May 24: There’s a character of saving faith - Hebrews 11:6 tells us that it is believing that He is, and that He is a rewarder of those who diligently seek Him. My reading in Romans 4 today adds the detail of being “fully persuaded” in spite of circumstances not being conducive to that belief. There’s a content of saving faith: the incarnation of the one-and-only, true-and-living God in human flesh, His substitutionary atonement and resurrection. There’s the implication of saving faith: simply acting as if these things are true: Abraham’s faith that caused him to leave his father’s country, not knowing where he went, to continue to try for a child, knowing God had promised Isaac, and to offer Isaac, believing God would raise him from the dead. Where does it become presumptuous? In Abraham’s and Sarah’s case, it was in taking Hagar to force it along. In Saul’s case, it was in offering the sacrifice in the stead of a tardy priest; and it also seems to have been getting ahead of God in pushing for deliverance from the Philistines. In what ways am I impatient and thus presumptuous in my relationship with God? To anticipate His reign, His justice, His holiness—these are characteristics of the righteous. To attempt to bring those about in the power of the flesh and unbidden, this is the presumption of the carnal and immature believer.
1 Samuel 13: Only two chapters before, Saul had mustered 330,000 fighting men, (1 Samuel 11:8), and wrought a decisive victory at Jabesh-Gilead. What provoked him to attack a garrison of the Philistines with only 3,000 men? Especially when the Israelites had been disarmed (1 Samuel 13:19). It was presumptuous of him to offer a sacrifice, as if he were a priest, 1 Samuel 13:8-14; but I’m also thinking this action against the Philistines was itself presumptuous. We’re not told God called him to go up against the Philistines, just that he had reigned two years.
Psalm 97: What about the people who worship pagan gods? Paul tells us “an idol is nothing in the world, and that there is none other God but one” (1 Corinthians 8:4); later admitting, “the things which the Gentiles sacrifice, they sacrifice unto devils and not to God.” (1 Corinthians 10:20, cf., Deuteronomy 32:16-17) The Hebrew word in the text Paul is referring to in Deuteronomy is <
h7700>, šēḏ, “shade.” So it is literally an evil spirit, of the angels of Satan, and will be made to bow and confess that Jesus is Lord to the glory of God the Father, Philippians 2:10-11, at that time when all men and angels do. The redeemed men and elect angels rejoice in Him
now, for His power to reign, for His justice, and for His holiness.

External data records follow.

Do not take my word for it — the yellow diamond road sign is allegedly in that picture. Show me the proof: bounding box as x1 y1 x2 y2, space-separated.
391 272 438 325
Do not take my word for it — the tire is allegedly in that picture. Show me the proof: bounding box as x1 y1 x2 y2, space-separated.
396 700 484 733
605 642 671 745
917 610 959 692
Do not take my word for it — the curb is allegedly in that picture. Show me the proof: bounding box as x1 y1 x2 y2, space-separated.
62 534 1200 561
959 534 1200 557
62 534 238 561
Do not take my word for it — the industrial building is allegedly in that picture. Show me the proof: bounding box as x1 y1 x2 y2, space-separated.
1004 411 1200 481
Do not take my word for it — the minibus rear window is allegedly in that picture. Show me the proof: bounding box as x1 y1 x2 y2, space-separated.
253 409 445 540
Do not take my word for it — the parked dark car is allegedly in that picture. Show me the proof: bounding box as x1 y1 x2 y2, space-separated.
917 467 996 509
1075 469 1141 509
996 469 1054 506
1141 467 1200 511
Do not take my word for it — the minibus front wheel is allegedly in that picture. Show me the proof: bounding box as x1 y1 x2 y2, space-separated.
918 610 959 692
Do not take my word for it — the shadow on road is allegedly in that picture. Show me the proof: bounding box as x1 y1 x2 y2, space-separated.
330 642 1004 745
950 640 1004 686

Romans 4:11-25: What is the essence of saving faith? Paul is taking pains to relate Abraham’s faith while uncircumcised, standing for an absence of legal obedience, no works to show, to the essential elements of saving faith. God raises the dead and calls things that are not as though they were. For us, that’s faith in the resurrection of Christ and in His declaration that we are righteous. For Abraham, it was the “deadness” of his wife’s womb and his own body at 100 years old. This hope against hope was repeated later in an even clearer way in his offering of Isaac, as Hebrews 11:19 tells us he believed God would raise him from the dead. In our case, we must believe on God, who raised Jesus up from the dead, after exacting the penalty due for our offenses on Him. Although I don’t see anything explicit about repentance or the acknowledgment of God’s sovereignty over oneself, as some insist a sinner must do before true salvation has taken place, I believe these things are implied in a full persuasion of one’s own deadness and complete trust in God’s power to do what is naturally impossible. As James tells us, it is by Abraham’s works in belief that we know he was justified. They don’t accomplish his justification: the cross is what actually did that for Abraham just as it did for us; but they show us his belief.